Aujourd'hui, les Marseillais ont rendu hommage à Nessim Ramdane, père de famille et marseillais, assassiné pour avoir refusé d’être complice d’un crime horrible. J’exprime à nouveau tout mon soutien à ses proches et joins mes pensées à tous ceux qui se sont réunis pour honorer… pic.twitter.com/ygKCnihvBY
— Benoît Payan (@BenoitPayan) October 8, 2024
Le tireur a été appréhendé peu de temps après le crime après avoir été dénoncé par celui qui s’est présenté comme le commanditaire de l’action, détenu à la prison de Luynes.

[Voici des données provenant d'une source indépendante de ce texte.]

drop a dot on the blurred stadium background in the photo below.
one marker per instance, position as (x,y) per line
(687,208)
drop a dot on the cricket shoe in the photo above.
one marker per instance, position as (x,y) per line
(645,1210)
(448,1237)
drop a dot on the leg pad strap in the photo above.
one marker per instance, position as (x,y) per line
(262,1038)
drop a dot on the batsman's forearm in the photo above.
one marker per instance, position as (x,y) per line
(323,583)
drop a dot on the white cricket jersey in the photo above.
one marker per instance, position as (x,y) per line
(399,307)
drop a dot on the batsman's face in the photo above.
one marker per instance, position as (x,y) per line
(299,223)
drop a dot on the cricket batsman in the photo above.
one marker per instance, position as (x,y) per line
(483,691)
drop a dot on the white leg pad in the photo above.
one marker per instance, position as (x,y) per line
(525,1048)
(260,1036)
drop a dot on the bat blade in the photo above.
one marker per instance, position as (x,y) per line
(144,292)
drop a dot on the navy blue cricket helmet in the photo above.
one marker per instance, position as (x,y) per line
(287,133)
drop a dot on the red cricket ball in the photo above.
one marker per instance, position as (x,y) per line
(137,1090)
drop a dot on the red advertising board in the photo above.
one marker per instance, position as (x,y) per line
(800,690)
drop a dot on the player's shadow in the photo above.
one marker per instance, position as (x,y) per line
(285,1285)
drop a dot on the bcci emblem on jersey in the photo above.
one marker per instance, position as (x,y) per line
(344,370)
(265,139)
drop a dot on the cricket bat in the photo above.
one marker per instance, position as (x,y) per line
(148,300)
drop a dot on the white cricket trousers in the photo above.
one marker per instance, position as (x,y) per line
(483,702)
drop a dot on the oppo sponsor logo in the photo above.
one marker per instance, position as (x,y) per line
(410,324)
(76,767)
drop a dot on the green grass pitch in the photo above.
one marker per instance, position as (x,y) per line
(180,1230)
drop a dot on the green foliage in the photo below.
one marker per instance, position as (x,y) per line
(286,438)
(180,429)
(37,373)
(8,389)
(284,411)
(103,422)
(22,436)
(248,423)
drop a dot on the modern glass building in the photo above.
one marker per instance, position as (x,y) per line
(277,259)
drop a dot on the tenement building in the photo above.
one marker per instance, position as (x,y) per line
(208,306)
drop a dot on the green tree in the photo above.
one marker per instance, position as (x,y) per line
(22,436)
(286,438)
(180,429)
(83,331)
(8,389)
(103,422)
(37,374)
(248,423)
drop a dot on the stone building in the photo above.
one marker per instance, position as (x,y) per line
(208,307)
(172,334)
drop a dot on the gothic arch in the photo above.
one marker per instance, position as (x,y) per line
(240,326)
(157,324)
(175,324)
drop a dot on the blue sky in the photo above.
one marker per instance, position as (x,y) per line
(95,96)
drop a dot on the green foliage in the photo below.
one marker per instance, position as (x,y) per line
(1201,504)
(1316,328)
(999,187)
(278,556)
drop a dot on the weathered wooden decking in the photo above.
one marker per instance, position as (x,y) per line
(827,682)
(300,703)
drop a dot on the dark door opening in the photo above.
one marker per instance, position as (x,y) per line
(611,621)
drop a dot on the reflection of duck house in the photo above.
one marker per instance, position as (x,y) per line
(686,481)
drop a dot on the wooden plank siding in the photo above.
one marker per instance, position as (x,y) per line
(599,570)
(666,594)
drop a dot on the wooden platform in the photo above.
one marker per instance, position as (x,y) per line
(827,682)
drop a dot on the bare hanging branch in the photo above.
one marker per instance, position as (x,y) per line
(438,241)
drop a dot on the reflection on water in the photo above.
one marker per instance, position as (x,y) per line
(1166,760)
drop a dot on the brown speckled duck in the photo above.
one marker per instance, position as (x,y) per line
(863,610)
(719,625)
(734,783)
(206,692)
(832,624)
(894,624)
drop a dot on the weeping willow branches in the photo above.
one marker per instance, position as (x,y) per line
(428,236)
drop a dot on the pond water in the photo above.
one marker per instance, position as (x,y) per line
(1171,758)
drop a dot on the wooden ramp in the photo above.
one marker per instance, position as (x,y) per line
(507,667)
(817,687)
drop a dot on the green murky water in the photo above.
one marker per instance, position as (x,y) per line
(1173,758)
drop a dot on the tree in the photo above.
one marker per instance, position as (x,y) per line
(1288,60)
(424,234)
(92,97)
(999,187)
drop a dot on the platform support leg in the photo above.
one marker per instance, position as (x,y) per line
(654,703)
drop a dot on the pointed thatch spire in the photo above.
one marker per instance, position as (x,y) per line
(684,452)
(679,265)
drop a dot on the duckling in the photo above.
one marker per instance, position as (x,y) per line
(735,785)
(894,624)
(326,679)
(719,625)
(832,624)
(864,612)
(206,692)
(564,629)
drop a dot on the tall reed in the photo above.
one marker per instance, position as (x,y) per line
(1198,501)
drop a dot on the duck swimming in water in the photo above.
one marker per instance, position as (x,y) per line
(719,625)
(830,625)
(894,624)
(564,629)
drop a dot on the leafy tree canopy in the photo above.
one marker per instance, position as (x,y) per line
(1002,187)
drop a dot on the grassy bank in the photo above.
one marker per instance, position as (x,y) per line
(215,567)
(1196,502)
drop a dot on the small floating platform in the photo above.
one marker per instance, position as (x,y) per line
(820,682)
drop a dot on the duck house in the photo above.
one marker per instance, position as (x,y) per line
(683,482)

Selon La Provence, le tireur a été présenté au juge d’instruction dimanche où il aurait reconnu l’homicide tout en estimant que le tir mortel était « accidentel ». « C’est vraiment un scénario tragique, témoigne Anthony Alexanian. Nessim a tout fait pour partir de Marseille, mais il fallait qu’il aille travailler la nuit là-bas et il a fallu que ça tombe sur lui… Lui qui a tout fait pour être loin de ça… »
Le précédent Adel Santana Mendy
Si l’ensemble de la société marseillaise est touché de près ou de loin par les nuisances du trafic de drogue, le football amateur marseillais a payé un lourd tribut ces dernières années. La mort de Nessim Ramdane n’est en effet pas la première à endeuiller les acteurs du ballon rond dans la région. Le 23 décembre 2022, alors qu’il s’était rendu à la cité de la Méditerranée dans les quartiers nord de la ville (14e arrondissement) pour rendre visite à des proches à la veille du réveillon de Noël, Adel Santana Mendy, formé à l’Olympique de Marseille entre 2016 et 2018, qui évoluait alors en National 2 du côté d’Aubagne, est également tombé sous les balles. Son seul tort : être descendu de chez lui au moment où les tireurs ont ouvert le feu sur le groupe de personnes installé en bas de la barre d’immeuble. Lui aussi n’avait rien à se reprocher et demeure une victime collatérale de ce que l’on appelle désormais les « narchomicides ». Un règne de la peur où plus personne n’est épargné s’il se trouve un jour au mauvais endroit, au mauvais moment.
Par Léna Bernard, à Marseille
Propos d’Anthony Alexanian recueillis par LB.